CF1845E Boxes and Balls

Description

There are $ n $ boxes placed in a line. The boxes are numbered from $ 1 $ to $ n $ . Some boxes contain one ball inside of them, the rest are empty. At least one box contains a ball and at least one box is empty. In one move, you have to choose a box with a ball inside and an adjacent empty box and move the ball from one box into another. Boxes $ i $ and $ i+1 $ for all $ i $ from $ 1 $ to $ n-1 $ are considered adjacent to each other. Boxes $ 1 $ and $ n $ are not adjacent. How many different arrangements of balls exist after exactly $ k $ moves are performed? Two arrangements are considered different if there is at least one such box that it contains a ball in one of them and doesn't contain a ball in the other one.

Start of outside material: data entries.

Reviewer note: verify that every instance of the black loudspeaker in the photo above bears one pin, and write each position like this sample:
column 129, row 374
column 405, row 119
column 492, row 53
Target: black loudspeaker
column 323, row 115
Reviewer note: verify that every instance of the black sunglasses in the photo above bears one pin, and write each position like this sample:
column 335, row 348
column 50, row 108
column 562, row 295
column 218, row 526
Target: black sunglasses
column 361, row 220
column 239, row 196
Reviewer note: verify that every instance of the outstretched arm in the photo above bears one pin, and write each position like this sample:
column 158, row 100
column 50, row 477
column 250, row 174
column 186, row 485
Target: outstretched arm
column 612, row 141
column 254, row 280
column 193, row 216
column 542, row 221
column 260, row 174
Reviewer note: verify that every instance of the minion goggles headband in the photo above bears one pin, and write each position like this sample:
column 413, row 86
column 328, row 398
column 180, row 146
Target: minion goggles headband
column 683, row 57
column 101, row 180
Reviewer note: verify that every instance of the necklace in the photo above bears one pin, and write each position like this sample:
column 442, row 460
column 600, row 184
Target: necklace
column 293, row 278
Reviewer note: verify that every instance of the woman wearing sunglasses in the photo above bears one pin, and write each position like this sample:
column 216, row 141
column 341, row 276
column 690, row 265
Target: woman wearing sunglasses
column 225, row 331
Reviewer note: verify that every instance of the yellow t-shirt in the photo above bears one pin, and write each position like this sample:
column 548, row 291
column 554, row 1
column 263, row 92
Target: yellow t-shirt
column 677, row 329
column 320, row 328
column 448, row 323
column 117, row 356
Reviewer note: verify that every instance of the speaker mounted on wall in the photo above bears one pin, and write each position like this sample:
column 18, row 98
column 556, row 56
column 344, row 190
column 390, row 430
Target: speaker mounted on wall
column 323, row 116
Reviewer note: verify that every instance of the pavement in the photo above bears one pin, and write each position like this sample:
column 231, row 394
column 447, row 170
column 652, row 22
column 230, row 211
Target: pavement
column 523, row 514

Since the answer might be pretty large, print its remainder modulo $ 10^9+7 $ .

Input Format

The first line contains two integers $ n $ and $ k $ ( $ 2 \le n \le 1500 $ ; $ 1 \le k \le 1500 $ ) — the number of boxes and the number of moves. The second line contains $ n $ integers $ a_1, a_2, \dots, a_n $ ( $ a_i \in \{0, 1\} $ ) — $ 0 $ denotes an empty box and $ 1 $ denotes a box with a ball inside. There is at least one $ 0 $ and at least one $ 1 $ .

Output Format

Print a single integer — the number of different arrangements of balls that can exist after exactly $ k $ moves are performed, modulo $ 10^9+7 $ .

Explanation/Hint

In the first example, there are the following possible arrangements: - 0 1 1 0 — obtained after moving the ball from box $ 1 $ to box $ 2 $ ; - 1 0 0 1 — obtained after moving the ball from box $ 3 $ to box $ 4 $ ; - 1 1 0 0 — obtained after moving the ball from box $ 3 $ to box $ 2 $ . In the second example, there are the following possible arrangements: - 1 0 1 0 — three ways to obtain that: just reverse the operation performed during the first move; - 0 1 0 1 — obtained from either of the first two arrangements after the first move.